Before the poles were conquered by explorers, the terms Zembla and Nova Zembla stood as emblems of romantic but hostile Arctic landscapes. But over time, they faded into abstraction, until both Zembla and Nova Zembla became vague referents that ended up in strange places. (A list from an 1894 consignment of racing horses [PDF] begins, somewhat anti-alphabetically, with the very fast Zembla, which sold for $5,000.)
Yet all along, the real place still existed and had its own history waiting to make its way into the meaning of Zembla. On the sixth day of what was the strangest research I did for the book, after taking trains from Hamburg to Berlin to Prague, I ended up on a four-hour car ride accompanied by a translator and her ex-husband. Heading to the town of Šumperk in the eastern end of the Czech Republic, we listened to a man tell the story of his time on Nova Zembla.
He talked about what had happened to him during World War II. As is sometimes the case, his NKVD (secret police) file and his account of his wartime years did not always align. Nova Zembla was once again not so far from Zembla.

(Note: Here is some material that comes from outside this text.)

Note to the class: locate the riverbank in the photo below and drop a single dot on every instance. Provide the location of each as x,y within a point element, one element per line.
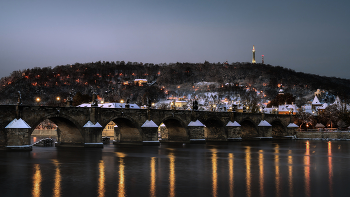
<point>319,135</point>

Which one (if either) was accurate? There are myths in the truth, and truths in the myths. Even history likes to play Nabokov, half-hiding what can’t be apprehended straight on, leading us back to all the things we don’t (or don’t want to) remember.
The search for Zembla is an important part of The Secret History, so I won’t retell that story here. But I will say that perhaps Pale Fire’s Charles Kinbote, monster though he is, deserves the pity he receives from his doomed friend John Shade. The true story of Zembla in all its zemblanity is enough to drive anyone mad.